How To Develop A Generalist Mindset?
My journey from a filmmaker to a product leader
I often get asked, “Tanya, how did you shift from being a filmmaker to a social entrepreneur and a product leader?” Some marvel, some wonder, and some doubt, but most overlook the cross-functional transferability of knowledge and expertise.
Like most things, being a generalist begins with your mindset. The science of neuroplasticity has made the functional application of a growth mindset evident. Believe in your ability to learn and develop new skills. Become actively curious, explore outside your comfort zone, and seek opportunities to learn. If you can, find a mentor, someone who has excelled in the new domain you’re exploring.
The science of neuroplasticity has made the functional application of a growth mindset evident.
A slight shift in perspective can go a long way. Instead of categorizing each experience based on its specific field, focus on its transferability to various contexts. Drawing from my distinct experiences one can say that Product leadership is a peculiar journey, and I often get asked how I managed to move from filmmaking to product leadership. For me, my professional journey is a page from The Surrender Experiment; thus, every move feels like a natural progression. However, on the outside, the roles of a filmmaker and a product leader seem vastly different. Thus, an interesting analogy to draw as we talk about developing a generalist mindset.
Design Thinking
One of my favorite principles, it puts the customer at the center of it all. As a filmmaker, I learned to understand the targeted audience’s content-consuming behavior. I transferred this knowledge to product leadership by focusing on the targeted user’s problems and related behavior.
Vision & Strategy
Seldom does any effort bear fruit without a clear vision and plan of action. A movie director must have a clear vision for the story and a plan for bringing that story to life through a screenplay broken into shot lists, a filming roadmap, and shoot schedules. While a strong vision for the product and a thorough plan, including a set of hypotheses, user stories, wireframes, and product roadmaps, are essential for a product leader. The application is distinct, but the expertise is transferable.

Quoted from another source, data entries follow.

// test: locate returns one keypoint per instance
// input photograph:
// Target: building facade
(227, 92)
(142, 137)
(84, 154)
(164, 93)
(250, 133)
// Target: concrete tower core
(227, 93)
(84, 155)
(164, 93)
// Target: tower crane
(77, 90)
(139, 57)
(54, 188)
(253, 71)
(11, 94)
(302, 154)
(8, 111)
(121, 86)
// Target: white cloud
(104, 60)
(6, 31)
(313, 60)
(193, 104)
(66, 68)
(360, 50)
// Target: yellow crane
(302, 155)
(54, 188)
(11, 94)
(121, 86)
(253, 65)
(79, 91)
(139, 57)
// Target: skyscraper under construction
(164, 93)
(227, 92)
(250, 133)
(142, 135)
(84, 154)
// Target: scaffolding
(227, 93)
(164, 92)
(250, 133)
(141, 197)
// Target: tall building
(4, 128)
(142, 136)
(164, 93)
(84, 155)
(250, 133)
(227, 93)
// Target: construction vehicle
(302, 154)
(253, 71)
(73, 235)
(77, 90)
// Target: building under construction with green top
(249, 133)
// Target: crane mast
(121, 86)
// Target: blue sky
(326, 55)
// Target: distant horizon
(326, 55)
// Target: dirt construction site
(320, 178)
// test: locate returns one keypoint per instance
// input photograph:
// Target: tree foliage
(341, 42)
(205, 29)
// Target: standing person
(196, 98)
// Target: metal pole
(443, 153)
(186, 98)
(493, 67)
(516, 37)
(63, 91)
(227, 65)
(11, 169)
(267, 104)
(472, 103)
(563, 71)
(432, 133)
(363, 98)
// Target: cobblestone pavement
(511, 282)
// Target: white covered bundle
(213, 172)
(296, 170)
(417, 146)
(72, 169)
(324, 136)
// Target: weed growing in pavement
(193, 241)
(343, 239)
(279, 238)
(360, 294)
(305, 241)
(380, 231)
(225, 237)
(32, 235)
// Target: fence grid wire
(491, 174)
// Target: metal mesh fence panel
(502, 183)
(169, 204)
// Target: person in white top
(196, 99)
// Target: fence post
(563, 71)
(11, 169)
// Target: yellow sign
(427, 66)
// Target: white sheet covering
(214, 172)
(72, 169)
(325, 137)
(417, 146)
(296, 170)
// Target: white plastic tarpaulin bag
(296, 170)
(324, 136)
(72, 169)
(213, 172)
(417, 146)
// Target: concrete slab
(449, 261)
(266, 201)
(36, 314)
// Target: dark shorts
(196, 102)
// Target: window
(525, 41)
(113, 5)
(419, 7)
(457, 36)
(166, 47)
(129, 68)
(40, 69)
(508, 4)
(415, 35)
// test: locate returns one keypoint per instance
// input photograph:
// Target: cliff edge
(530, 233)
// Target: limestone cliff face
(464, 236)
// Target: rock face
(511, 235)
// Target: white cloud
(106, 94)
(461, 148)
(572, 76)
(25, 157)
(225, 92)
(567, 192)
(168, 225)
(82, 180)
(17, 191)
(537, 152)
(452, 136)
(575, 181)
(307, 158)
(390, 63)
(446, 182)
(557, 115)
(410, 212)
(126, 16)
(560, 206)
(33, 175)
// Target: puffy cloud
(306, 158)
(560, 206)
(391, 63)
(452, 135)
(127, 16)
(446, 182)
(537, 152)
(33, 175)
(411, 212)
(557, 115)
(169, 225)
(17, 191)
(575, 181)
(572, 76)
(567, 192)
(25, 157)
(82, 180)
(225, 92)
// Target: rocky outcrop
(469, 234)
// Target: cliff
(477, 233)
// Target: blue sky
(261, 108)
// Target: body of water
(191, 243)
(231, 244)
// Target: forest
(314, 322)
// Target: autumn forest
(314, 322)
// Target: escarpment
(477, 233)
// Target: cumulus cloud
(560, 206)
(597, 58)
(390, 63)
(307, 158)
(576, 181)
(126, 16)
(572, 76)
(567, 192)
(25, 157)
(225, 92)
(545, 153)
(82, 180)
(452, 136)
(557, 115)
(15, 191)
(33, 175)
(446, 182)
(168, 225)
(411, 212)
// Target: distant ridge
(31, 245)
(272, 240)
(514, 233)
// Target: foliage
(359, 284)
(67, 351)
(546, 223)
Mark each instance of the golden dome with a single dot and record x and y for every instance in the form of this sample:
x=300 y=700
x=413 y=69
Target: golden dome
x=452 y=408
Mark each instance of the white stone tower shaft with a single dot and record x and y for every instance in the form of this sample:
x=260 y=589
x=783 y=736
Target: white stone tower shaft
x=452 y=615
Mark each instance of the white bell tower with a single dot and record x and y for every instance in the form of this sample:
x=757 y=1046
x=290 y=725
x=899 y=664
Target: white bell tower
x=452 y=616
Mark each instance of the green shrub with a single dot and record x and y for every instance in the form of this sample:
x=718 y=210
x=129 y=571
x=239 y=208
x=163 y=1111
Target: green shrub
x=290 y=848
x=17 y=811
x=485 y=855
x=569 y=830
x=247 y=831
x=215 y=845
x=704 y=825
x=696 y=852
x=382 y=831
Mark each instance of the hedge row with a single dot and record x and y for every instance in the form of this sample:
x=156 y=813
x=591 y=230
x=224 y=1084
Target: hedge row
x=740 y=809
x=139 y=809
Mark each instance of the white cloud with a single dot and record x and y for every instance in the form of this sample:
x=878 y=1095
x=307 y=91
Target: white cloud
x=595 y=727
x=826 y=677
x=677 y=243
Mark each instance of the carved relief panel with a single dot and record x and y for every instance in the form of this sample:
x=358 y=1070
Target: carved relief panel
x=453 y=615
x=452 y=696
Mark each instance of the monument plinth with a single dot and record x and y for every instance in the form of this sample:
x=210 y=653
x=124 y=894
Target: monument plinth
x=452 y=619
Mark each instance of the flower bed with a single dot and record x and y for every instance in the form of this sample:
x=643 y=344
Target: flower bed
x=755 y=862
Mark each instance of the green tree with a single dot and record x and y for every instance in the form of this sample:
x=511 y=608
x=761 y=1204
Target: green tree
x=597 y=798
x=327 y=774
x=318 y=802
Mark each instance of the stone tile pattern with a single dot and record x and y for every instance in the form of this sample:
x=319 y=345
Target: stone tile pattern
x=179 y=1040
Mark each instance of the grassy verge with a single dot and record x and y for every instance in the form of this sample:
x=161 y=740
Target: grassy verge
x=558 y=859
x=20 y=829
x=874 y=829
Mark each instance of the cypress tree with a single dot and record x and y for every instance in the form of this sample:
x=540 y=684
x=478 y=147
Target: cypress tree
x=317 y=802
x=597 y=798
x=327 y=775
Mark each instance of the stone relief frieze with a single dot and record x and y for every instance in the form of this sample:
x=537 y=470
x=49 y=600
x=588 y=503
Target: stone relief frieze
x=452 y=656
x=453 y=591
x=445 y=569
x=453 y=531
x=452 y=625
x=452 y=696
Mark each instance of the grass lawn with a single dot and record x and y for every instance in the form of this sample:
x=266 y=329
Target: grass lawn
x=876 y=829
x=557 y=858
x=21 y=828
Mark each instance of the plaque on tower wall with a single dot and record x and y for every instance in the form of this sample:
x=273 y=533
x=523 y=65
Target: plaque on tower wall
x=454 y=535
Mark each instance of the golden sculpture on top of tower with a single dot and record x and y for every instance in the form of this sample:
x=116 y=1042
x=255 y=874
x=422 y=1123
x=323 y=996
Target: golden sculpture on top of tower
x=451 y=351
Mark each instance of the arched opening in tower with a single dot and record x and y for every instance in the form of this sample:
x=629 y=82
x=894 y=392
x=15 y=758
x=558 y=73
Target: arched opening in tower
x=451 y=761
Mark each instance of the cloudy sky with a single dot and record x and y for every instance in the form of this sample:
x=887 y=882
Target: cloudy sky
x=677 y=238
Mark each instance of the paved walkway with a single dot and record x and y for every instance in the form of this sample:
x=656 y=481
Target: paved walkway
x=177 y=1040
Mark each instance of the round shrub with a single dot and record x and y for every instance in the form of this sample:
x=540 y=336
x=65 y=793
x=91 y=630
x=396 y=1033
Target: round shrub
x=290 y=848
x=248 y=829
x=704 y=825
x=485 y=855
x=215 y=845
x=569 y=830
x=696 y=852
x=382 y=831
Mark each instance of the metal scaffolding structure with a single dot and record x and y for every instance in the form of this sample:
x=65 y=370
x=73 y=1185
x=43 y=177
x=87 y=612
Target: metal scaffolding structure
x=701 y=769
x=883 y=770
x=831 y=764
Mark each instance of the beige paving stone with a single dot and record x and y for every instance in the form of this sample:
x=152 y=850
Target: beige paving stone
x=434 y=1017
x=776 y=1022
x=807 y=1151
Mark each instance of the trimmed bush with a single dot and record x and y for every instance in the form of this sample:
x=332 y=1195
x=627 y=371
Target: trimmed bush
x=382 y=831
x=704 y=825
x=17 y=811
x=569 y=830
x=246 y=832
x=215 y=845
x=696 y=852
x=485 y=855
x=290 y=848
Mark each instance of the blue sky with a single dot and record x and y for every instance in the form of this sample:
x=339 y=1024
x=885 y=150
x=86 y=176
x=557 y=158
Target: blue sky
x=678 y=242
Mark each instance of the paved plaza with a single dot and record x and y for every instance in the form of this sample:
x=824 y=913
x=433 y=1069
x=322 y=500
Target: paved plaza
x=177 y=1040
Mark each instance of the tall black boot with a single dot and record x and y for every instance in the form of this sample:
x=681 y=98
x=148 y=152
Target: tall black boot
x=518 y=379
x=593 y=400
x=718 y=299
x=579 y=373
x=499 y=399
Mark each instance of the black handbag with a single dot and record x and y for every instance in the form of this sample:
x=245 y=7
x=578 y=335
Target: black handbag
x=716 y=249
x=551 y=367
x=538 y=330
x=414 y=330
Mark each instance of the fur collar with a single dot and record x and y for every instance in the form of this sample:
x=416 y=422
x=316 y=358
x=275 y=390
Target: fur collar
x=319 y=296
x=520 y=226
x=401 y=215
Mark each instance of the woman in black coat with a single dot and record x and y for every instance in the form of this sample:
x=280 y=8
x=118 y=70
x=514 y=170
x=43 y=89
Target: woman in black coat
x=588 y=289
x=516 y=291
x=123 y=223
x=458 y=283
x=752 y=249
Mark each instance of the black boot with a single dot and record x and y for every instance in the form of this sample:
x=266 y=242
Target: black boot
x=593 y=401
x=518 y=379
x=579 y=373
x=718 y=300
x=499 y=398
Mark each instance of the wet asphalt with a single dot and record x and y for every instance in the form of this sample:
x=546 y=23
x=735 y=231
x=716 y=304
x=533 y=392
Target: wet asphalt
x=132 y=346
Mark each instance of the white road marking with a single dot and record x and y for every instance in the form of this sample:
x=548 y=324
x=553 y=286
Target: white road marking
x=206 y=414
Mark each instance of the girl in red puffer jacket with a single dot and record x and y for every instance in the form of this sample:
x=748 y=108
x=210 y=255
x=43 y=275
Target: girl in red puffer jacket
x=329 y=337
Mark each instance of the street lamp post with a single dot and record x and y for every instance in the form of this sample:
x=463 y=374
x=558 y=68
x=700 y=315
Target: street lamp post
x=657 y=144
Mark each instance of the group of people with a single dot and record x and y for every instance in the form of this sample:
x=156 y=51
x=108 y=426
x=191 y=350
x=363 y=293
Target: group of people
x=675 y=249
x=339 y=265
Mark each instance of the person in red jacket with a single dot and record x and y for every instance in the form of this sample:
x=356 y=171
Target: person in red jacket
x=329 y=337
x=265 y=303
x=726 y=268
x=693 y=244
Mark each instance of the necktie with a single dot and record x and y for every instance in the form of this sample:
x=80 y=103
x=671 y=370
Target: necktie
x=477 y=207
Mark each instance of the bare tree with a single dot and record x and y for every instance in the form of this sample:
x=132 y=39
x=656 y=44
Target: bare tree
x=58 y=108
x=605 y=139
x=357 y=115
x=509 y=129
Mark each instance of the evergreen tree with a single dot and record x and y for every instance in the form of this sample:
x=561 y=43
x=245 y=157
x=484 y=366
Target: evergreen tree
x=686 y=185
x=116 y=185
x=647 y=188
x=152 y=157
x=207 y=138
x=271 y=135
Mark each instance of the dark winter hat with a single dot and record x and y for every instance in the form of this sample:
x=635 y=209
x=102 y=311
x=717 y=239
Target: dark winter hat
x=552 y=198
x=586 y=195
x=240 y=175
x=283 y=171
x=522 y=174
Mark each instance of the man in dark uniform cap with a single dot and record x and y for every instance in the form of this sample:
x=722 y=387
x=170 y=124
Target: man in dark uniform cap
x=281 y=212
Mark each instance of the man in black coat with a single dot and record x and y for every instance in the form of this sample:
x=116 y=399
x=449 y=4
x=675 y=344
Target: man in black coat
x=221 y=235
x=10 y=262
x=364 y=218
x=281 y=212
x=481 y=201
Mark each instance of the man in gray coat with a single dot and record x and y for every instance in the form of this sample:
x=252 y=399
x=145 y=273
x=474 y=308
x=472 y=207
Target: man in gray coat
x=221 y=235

Instead of categorizing each experience based on its specific field, focus on its transferability to various contexts.
Leading a Large and Diverse Team
People management and leadership are the most important skills you can hone, as their transferability is almost universal. In my example, both roles work with cross-functional teams and individuals from diverse backgrounds. As a filmmaker, I managed actors, light, sound, costume, set-designing crew, post-production teams, and channel expectations. In contrast, as a product leader, I manage researchers, content creators, product designers, developers, and stakeholder expectations.
People management and leadership are the most important skills you can hone, as their transferability is almost universal
Developing a generalist mindset is a valuable asset in today’s rapidly changing world. While we need plans and goals, more often than not, those plans fail, and all you have left is your ability to be agile, zoom out, look at the big picture, and work on creative solutions to solve complex problems.
In conclusion, becoming a generalist is more than just developing a broad range of skills and knowledge, it requires focusing on transferability, developing curiosity, and adaptability.